Hot Flashes & What to do about them
Hot flashes are common symptoms of perimenopause and menopause that can hit at any time, day or night. While hot flashes can be highly uncomfortable, they are not at all life-threatening.
A hot flash, also called a hot flush, is a sudden and momentary sensation of heat surging through the body. It may be accompanied by sweating or a red, flushed face.

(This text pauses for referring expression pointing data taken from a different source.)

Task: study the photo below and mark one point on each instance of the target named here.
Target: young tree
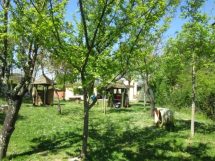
(94, 45)
(26, 30)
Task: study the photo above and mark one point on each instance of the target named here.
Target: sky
(175, 25)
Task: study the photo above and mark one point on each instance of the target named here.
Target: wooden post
(122, 98)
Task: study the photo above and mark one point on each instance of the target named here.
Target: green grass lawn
(120, 135)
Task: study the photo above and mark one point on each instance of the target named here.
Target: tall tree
(27, 30)
(95, 44)
(191, 11)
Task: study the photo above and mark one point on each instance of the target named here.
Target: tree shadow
(2, 117)
(51, 143)
(139, 144)
(199, 126)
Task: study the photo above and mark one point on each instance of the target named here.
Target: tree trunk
(149, 90)
(9, 125)
(85, 127)
(193, 96)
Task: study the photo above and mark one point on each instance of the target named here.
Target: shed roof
(43, 80)
(119, 85)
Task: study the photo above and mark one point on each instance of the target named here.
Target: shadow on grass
(133, 109)
(2, 117)
(51, 144)
(199, 127)
(111, 142)
(149, 143)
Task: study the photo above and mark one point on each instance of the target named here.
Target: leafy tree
(96, 46)
(27, 31)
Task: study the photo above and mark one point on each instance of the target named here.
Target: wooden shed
(43, 92)
(118, 96)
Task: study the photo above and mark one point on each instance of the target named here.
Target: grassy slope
(121, 134)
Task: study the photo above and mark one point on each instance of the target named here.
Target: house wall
(69, 94)
(132, 91)
(60, 93)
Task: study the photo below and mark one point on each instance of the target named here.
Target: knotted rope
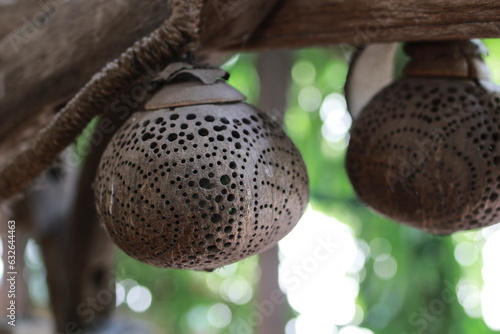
(177, 37)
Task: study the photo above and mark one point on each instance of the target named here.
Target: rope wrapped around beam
(175, 39)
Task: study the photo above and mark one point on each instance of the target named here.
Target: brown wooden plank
(80, 37)
(298, 23)
(42, 70)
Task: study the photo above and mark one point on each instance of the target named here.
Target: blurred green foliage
(427, 270)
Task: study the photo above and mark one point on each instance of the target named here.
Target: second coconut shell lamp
(425, 150)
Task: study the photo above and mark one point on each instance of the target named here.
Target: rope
(175, 39)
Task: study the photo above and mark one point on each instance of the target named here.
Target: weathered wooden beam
(298, 23)
(53, 60)
(42, 67)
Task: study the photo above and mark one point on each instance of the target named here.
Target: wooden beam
(41, 68)
(298, 23)
(52, 61)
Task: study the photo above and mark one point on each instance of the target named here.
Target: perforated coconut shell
(200, 186)
(426, 151)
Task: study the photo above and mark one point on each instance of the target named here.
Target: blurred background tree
(344, 269)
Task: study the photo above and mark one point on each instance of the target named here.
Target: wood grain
(41, 69)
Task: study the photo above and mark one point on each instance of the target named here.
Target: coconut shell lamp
(425, 150)
(199, 179)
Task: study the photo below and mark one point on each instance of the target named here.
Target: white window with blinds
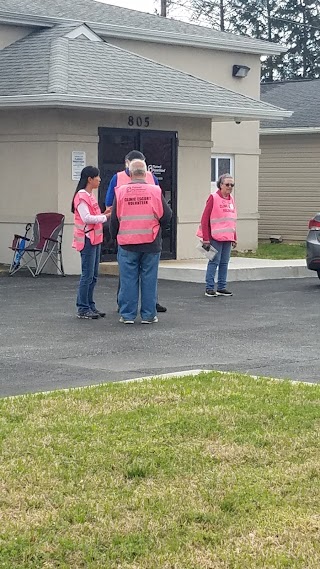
(220, 164)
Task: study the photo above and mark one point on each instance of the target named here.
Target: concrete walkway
(240, 269)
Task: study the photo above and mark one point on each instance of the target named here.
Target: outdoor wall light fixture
(240, 71)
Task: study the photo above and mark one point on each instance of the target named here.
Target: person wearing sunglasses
(218, 228)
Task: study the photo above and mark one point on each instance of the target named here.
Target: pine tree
(301, 23)
(292, 23)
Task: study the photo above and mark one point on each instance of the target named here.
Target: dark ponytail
(87, 172)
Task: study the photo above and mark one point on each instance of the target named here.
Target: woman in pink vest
(87, 239)
(218, 228)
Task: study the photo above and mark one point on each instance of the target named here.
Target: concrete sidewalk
(240, 269)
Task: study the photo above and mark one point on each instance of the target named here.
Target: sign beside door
(78, 162)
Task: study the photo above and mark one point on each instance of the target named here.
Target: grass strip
(209, 472)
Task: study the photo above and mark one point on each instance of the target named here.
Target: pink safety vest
(139, 208)
(82, 230)
(223, 219)
(123, 178)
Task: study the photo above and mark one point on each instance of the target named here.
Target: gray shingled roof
(47, 66)
(97, 14)
(301, 97)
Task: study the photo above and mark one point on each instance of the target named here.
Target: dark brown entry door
(160, 150)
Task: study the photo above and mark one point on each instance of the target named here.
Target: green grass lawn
(276, 251)
(210, 472)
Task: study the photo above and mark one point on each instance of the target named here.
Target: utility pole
(222, 26)
(164, 8)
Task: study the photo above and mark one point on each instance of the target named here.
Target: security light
(240, 71)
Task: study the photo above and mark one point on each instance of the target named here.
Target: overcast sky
(150, 6)
(143, 5)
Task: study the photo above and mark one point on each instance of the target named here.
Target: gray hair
(137, 169)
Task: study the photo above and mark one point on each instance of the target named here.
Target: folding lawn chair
(45, 244)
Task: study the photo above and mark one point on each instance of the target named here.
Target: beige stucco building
(70, 83)
(289, 185)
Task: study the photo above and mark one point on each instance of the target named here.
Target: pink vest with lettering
(223, 219)
(123, 178)
(82, 230)
(139, 208)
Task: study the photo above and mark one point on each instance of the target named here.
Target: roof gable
(89, 73)
(114, 21)
(302, 97)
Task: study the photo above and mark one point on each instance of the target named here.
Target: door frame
(174, 161)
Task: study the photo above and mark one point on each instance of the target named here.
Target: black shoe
(224, 292)
(89, 314)
(160, 308)
(96, 311)
(210, 292)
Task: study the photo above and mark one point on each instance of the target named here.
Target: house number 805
(139, 121)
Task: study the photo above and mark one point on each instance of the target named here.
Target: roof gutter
(113, 104)
(293, 130)
(151, 35)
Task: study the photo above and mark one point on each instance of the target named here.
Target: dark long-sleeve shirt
(113, 184)
(156, 245)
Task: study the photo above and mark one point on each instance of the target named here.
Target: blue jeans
(137, 270)
(221, 262)
(90, 259)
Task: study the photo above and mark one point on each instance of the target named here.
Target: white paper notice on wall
(78, 163)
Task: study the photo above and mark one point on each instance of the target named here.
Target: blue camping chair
(45, 244)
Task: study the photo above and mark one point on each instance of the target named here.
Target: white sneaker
(126, 321)
(151, 321)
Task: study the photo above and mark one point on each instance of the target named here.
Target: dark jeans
(220, 262)
(138, 271)
(90, 259)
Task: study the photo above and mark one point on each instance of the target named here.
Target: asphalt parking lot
(267, 328)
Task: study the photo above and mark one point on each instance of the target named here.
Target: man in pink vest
(218, 228)
(138, 213)
(121, 178)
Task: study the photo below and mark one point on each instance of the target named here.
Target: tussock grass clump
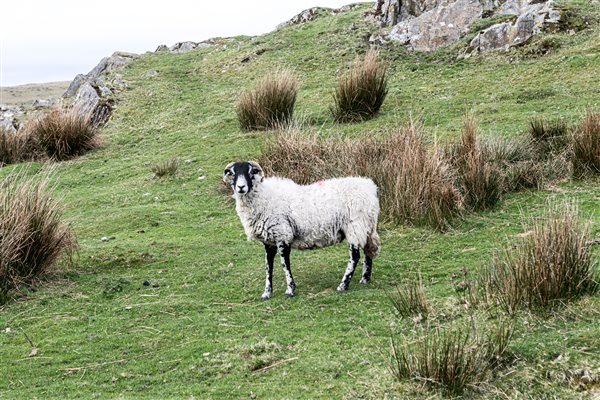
(361, 91)
(165, 168)
(586, 145)
(452, 359)
(480, 182)
(14, 147)
(64, 133)
(416, 184)
(270, 104)
(553, 263)
(549, 136)
(32, 234)
(409, 299)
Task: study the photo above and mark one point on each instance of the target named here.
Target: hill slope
(202, 331)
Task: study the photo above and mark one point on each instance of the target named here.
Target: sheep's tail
(372, 246)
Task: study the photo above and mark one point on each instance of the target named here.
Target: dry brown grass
(586, 145)
(361, 91)
(480, 182)
(409, 299)
(165, 168)
(15, 147)
(270, 104)
(552, 264)
(416, 184)
(63, 133)
(451, 359)
(32, 235)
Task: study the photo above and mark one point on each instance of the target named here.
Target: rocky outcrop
(532, 19)
(49, 102)
(183, 47)
(426, 25)
(8, 117)
(303, 17)
(93, 93)
(313, 13)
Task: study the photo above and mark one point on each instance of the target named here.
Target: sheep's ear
(228, 173)
(255, 165)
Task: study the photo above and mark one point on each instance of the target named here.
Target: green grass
(203, 332)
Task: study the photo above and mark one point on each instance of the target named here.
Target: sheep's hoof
(265, 296)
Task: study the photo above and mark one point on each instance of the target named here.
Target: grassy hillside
(202, 332)
(25, 94)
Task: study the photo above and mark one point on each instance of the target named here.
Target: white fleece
(309, 216)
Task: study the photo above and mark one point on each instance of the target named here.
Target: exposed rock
(426, 25)
(314, 12)
(150, 73)
(74, 86)
(87, 98)
(183, 47)
(439, 26)
(44, 103)
(8, 120)
(303, 17)
(93, 93)
(533, 18)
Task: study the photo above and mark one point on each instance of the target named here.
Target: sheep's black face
(243, 176)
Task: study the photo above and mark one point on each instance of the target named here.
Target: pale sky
(46, 41)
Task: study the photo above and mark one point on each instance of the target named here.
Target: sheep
(284, 215)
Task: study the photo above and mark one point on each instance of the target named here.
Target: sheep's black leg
(284, 253)
(354, 257)
(367, 266)
(270, 252)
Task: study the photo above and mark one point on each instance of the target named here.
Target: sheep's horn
(255, 165)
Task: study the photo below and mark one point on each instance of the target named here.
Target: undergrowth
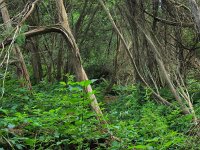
(58, 116)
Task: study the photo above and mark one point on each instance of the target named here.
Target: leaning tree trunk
(22, 71)
(78, 68)
(196, 13)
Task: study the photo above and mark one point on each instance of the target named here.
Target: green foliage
(58, 116)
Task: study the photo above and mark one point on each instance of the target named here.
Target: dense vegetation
(83, 74)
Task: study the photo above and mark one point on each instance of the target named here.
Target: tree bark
(78, 68)
(22, 71)
(195, 12)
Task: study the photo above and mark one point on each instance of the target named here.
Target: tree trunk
(78, 68)
(22, 71)
(195, 12)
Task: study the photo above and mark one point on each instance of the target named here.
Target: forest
(100, 75)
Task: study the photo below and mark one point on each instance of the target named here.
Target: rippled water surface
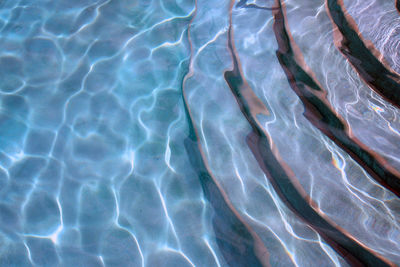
(199, 133)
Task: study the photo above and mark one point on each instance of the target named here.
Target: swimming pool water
(196, 133)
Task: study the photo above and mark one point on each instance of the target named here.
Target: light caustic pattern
(122, 142)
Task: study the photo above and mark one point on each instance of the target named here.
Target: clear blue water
(96, 165)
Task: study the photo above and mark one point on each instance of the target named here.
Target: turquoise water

No one is really sure what causes hot flashes, but they may be linked to changes in circulation during menopause. Hot flashes happen when blood vessels on the skin’s surface dilate in order to cool, causing the face to flush and turn red. Some women sweat, which helps their body to cool; or they might get chills or a rapid heart beat. Some experience hot flashes at night. These “night sweats” are particularly uncomfortable, and they can interfere with your ability to sleep.
Every woman experiences hot flashes differently. Some women only get hot flashes for a short period of time during menopause. Others endure them for a much longer period of time. Some women may even continue to suffer through hot flashes for their entire lives. But for most women, hot flashes decrease over time and eventually stop as they age.
It is unlikely that you’ll be able to completely get rid of hot flashes or night sweats, but there are some things that may trigger hot flashes or make them worse. When possible, try to avoid or cut down on the following things:
- Clothing that is too tight
- Cigarette smoke
- Hot weather
- Spicy foods
Any of these may induce a hot flash or can make hot flashes worse. Avoid as many of these things as you can while undergoing menopause to reduce the frequency and severity of the hot flashes.
Ways to Reduce the Severity of Hot Flashes
Some of the following tips aim to, at the very least, trying to keep hot flashes from becoming too uncomfortable and intense:
- Stay cool – Keep the temperature in your home cool, particularly at night: keep a fan in the bedroom to help you stay cool while you sleep.
- Exercise – Get plenty of exercise to help get your blood flowing; swim, jog, walk,
or ride a bike.
- Cooling pillows – These pillows help lower your temperature while you sleep.